MD 19 begins at an intersection with MD 213 (Church Hill Road) north of the town of Church Hill. The state highway heads south as two-lane undivided Main Street into the town limits, passing to the southwest of the historic home Bishopton and intersecting MD 300 (Sudlersville Road). In the center of town, east of St. Luke's Church, MD 19 turns east onto Walnut Street; Main Street continues south as unsigned MD 19A to MD 213. The highway passes south of the historic Churchill Theatre-Community Building, exits the town, and crosses Southeast Creek. MD 19's name remains Walnut Street until its intersection with the northern terminus of MD 405 (Price Station Road), where the route continues southeast on Roberts Station Road. The highway intersects US 301 (Blue Star Memorial Highway) and has a grade crossing of the Centreville Branch of the Northern Line of the Maryland and Delaware Railroad at the hamlet of Roberts. MD 19 curves east at its crossing of Beaverdam Ditch and passes through the village of Ingleside before reaching its eastern terminus at MD 313 (Goldsboro Road).

==History==
The Church Hill-Ingleside road was designated one of the original state roads to be improved by the Maryland State Roads Commission in 1909 as part of a longer highway connecting Chestertown and Denton.
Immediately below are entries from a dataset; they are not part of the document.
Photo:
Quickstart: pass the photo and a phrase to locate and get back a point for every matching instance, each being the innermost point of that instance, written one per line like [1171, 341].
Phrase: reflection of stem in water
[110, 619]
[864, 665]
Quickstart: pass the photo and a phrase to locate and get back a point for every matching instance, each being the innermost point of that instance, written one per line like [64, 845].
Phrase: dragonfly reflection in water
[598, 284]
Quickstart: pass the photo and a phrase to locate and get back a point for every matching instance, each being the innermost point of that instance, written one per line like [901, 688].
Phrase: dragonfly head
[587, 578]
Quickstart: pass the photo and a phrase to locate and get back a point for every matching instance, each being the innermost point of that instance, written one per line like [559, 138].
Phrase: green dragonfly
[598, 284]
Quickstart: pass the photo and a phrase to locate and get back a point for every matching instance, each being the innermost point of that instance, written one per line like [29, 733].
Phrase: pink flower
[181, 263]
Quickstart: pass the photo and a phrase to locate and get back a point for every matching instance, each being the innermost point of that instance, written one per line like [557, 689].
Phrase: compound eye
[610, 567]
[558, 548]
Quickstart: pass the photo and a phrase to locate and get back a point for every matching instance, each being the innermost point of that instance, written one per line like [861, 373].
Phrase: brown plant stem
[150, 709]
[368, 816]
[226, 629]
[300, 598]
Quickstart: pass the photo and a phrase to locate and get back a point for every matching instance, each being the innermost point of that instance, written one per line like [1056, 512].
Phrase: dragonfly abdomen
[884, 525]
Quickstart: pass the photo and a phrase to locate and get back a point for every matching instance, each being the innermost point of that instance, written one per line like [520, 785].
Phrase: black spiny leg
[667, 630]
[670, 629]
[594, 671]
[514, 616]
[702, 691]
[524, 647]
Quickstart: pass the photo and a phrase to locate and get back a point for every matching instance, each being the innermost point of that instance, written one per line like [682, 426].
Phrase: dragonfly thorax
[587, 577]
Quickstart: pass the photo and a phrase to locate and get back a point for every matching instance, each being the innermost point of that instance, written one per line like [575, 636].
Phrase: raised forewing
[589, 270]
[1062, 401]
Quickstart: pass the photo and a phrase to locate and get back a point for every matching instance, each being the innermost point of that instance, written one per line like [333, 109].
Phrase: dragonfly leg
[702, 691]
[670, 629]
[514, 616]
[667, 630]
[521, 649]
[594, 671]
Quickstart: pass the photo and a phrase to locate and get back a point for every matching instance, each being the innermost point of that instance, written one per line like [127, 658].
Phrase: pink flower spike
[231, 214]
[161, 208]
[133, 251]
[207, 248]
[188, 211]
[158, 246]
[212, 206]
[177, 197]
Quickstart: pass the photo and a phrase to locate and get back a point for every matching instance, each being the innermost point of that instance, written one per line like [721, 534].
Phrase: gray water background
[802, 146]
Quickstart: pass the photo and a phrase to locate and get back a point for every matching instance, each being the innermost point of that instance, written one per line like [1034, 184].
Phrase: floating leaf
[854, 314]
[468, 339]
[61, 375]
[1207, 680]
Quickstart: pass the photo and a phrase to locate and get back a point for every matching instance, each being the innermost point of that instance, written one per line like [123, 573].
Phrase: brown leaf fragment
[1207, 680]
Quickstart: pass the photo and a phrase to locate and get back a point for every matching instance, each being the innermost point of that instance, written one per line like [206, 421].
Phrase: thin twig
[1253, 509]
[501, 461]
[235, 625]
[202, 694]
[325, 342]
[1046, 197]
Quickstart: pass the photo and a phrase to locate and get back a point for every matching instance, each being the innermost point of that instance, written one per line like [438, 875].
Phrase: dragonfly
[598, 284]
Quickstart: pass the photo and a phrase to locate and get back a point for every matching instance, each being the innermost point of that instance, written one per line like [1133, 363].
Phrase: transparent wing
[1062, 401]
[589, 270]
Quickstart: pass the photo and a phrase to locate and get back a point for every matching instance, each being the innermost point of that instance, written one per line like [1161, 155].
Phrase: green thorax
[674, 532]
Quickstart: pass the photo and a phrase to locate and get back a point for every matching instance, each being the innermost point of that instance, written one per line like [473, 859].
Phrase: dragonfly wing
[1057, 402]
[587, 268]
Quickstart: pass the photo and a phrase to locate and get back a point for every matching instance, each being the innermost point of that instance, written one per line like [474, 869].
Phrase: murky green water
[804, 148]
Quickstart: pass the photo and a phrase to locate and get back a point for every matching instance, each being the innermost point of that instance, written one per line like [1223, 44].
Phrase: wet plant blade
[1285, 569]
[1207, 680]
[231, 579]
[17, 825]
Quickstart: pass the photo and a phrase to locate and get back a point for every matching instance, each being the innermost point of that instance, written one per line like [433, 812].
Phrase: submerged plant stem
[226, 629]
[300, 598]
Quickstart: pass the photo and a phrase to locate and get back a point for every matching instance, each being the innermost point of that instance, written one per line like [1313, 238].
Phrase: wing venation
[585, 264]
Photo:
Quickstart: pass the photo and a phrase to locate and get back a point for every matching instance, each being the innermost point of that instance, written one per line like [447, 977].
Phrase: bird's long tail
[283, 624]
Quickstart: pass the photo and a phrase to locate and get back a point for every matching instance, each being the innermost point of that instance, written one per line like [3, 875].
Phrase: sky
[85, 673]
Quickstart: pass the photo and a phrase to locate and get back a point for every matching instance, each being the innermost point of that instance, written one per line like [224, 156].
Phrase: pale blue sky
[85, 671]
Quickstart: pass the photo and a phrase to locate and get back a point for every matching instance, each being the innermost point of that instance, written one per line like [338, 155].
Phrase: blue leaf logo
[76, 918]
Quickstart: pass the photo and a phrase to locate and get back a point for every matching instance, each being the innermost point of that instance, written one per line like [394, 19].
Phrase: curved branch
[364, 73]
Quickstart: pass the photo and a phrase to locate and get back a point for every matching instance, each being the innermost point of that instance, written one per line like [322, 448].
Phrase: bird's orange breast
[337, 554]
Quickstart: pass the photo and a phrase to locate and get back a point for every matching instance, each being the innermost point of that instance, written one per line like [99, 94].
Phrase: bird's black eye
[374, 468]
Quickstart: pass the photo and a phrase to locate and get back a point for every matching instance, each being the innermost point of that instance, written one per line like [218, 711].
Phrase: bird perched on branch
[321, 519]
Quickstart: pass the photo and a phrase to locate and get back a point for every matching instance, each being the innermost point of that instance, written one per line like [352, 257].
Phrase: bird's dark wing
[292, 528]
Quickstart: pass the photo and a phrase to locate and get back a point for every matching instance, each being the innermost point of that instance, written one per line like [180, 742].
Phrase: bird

The entire road from Main Street in Church Hill to Ingleside was built in 1915 with a width of 14 ft. The portion from Church Hill to Roberts Station was constructed as a macadam road, and the section from Roberts Station through Ingleside was paved with concrete. MD 19 was among the highways signed when the commission first signed highways numerically in 1927, as was MD 313, which met MD 19 in the center of Ingleside. The highway was widened along its entire length between 1948 and 1950. MD 313 was reconstructed and relocated to the east of Ingleside starting in 1949, and when its bypass was completed in 1951, MD 19 was extended to its current eastern terminus. The highway was resurfaced with bituminous concrete over its entire length later that year. US 213 (now MD 213) through Church Hill was resurfaced with bituminous concrete in 1968. MD 19 was then extended over US 213 to its current western terminus after US 213's bypass of Church Hill was completed in 1970. Main Street in Church Hill was given an urban reconstruction starting in 2003.

==Junction list==

| Location | mi | km | Destinations | Notes |
| Church Hill | 0.00 | 0.00 | MD 213 (Church Hill Road) – Centreville, Chestertown | Western terminus |
| 0.47 | 0.76 | MD 300 (Sudlersville Road) to US 301 – Sudlersville, Chestertown | Officially MD 300A |
| 1.05 | 1.69 | Main Street south | MD 19 turns southeast onto Walnut Street; Main Street is unsigned MD 19A |
| 2.05 | 3.30 | MD 405 south (Price Station Road) – Price Station | Northern terminus of MD 405 |
| ​ | 3.93 | 6.32 | US 301 (Blue Star Memorial Highway) – Wilmington, Crumpton, Bay Bridge |  |
| Ingleside | 8.60 | 13.84 | MD 313 (Goldsboro Road) – Barclay, Sudlersville, Goldsboro | Eastern terminus |
1.000 mi = 1.609 km; 1.000 km = 0.621 mi

==Auxiliary routes==
MD 19 has one current auxiliary route and two former auxiliary routes.
- The current MD 19A is the unsigned designation for the 0.49 mi section of Main Street between MD 213 on the south side of Church Hill and MD 19 in the center of the town. MD 19A was assigned to the portion of Main Street south of Walnut Street after US 213's bypass of Church Hill opened in 1971.
- The former MD 19A was the designation for what is now St. Paul Road in Ingleside. The highway extended 0.68 mi between MD 19 and MD 313. The road north from Ingleside that became MD 313 in 1927 was paved with concrete between 1919 and 1921. MD 19A was assigned to that road after MD 313's present course was completed in 1951. The Maryland State Roads Commission transferred the highway to county maintenance through a February 19, 1962, memorandum of action.
- MD 19B was the designation for Ingleside Cut-Off Road, a 0.05 mi connector between MD 19 and MD 19A at Ingleside. The highway was assigned to the connector after MD 313's present course was completed in 1951. The Maryland State Roads Commission transferred the highway to county maintenance through a February 19, 1962, memorandum of action.